Oh, and it wasn’t a secret. She made her feelings known on several occasions. He never took advantage of them. He was careful not to embarrass her. When she threw tantrums for all her frustration, he would placate her.
She was Shonetta’s company, but somehow she was always on hand to offer any assistance her Oschuwon might need. It was in her bedroom that Rise hid out for three days after he served his momma’s boyfriend.
That day, she’d had a bad feeling. A foreboding. When he came running up through the trail, she stepped out into the opening to meet him. Later, it was her phone he used to call his momma. When he found that his moms was still twisted about the whole situation, Shonda walked behind him, even though he repeatedly told her to go home. She followed him all the way to the police station the night he turned himself in.
Oh, she was a little soul-jah. She wouldn’t let him see her shed a tear. But afterward, she was broken. She cried for days, Shonetta told him.
She’s been with him ever since, through the highs and lows. The system claimed them both. Him, and her because of him. She was in the stands when the juvenile court gave him juvenile life, meaning until he turned 21. She was also at the first visit to the boy’s home and reform school, when he and his momma reconciled after three years. That was when they shared their first kiss. She pecked Rise on the cheek. She was 14.

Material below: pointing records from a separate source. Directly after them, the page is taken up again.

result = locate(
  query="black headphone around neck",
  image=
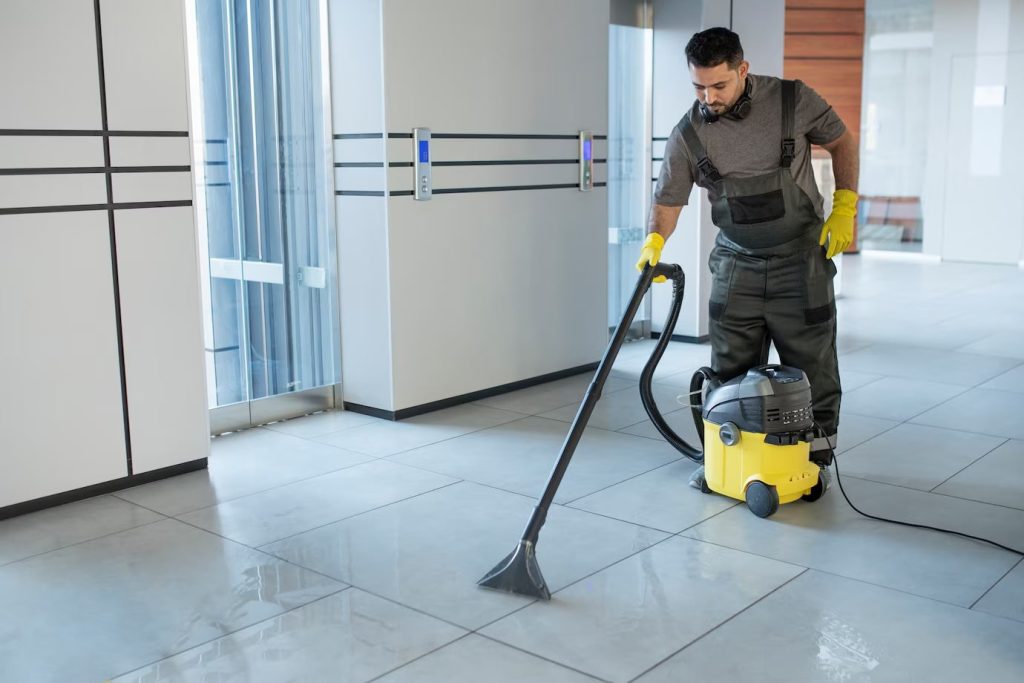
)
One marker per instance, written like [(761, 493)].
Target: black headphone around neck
[(738, 111)]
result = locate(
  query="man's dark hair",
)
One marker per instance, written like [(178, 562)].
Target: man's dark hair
[(712, 47)]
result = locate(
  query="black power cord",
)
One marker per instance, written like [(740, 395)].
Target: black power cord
[(839, 480)]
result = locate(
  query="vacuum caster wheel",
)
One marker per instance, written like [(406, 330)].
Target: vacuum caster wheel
[(818, 489), (762, 499)]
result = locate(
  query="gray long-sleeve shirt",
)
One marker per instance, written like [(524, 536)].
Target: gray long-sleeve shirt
[(752, 145)]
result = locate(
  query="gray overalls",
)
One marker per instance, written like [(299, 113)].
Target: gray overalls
[(770, 280)]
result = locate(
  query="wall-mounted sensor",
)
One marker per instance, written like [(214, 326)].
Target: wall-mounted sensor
[(422, 189), (586, 161)]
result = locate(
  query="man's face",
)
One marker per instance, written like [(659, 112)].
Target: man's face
[(719, 87)]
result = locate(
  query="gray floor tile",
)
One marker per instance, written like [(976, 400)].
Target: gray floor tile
[(385, 438), (429, 552), (321, 423), (474, 658), (851, 379), (518, 457), (1010, 381), (660, 499), (996, 478), (841, 630), (676, 367), (855, 429), (680, 421), (49, 529), (242, 464), (1005, 344), (930, 365), (829, 536), (550, 395), (999, 523), (347, 637), (897, 398), (626, 619), (621, 409), (125, 600), (288, 510), (982, 411), (916, 456), (1007, 597)]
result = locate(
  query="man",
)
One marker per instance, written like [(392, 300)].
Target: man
[(748, 140)]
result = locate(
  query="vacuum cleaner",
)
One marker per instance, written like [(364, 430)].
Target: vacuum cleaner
[(760, 426), (756, 432)]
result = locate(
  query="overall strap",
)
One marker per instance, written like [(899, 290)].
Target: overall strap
[(788, 123), (705, 167)]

They began to write to each other after that. She recognized early on that the place was hardening him. She rode with his moms and Shonetta when they vis
ited. Sometimes he just sat up and frowned the whole visit. He did this so much that she ended up bugging up on him. She tagged him twice in the face before his momma managed to pull her off him. He never swung back or defended himself. He just sat there like a statue and withstood the onslaught of her frustration.
This really gassed her up. She couldn’t calm herself down. Eventually, the guards stopped the visit. She was lucky they didn’t pull her off his visiting list. Shonetta and his momma knew she was in love with him. They let it go unsaid.
In a letter she received from him three days later, he opened up to her. He had written and mailed it the night after he’d seen her. He wrote about the corruption inside the facility. About how the guards invented all types of techniques to torture the young prisoners at their whim. About the way the whole set-up fostered conflict and enmity between the juveniles. How it was nothing for two of them to be pitted against each other like young gladiators while the guards stood and watched.
Rise was forced to grow up in this environment. At 18, because of his stature and prowess as a fighter, he was looked up to by most of the youngsters locked up with him. The facility checked all the letters he mailed, leaving the envelopes Scotch-taped but unsealed. This made it easy for his momma to read all his letters to Shonda before passing them on. Shonda knew this, but since his momma never brought it up, neither did she.
Still, Shonda noticed during their visits that his momma renewed her conversations with him about what manhood meant, its strange rites of passage for Black boys. She and Shonetta sat silently at the table for hours listening to these exchanges. She saw that Rise responded enthusiastically to this uptick in the attention he was getting from his momma.
His momma sent him literature from all kinds of enlightening authors. He was intensely drawn to his momma. His sense of self-confidence grew. He became so respectful. So protective of them all. He wanted to know everything that was going on with them. He began to speak of the streets and freedom again. Everything looked as if it were going to be all right.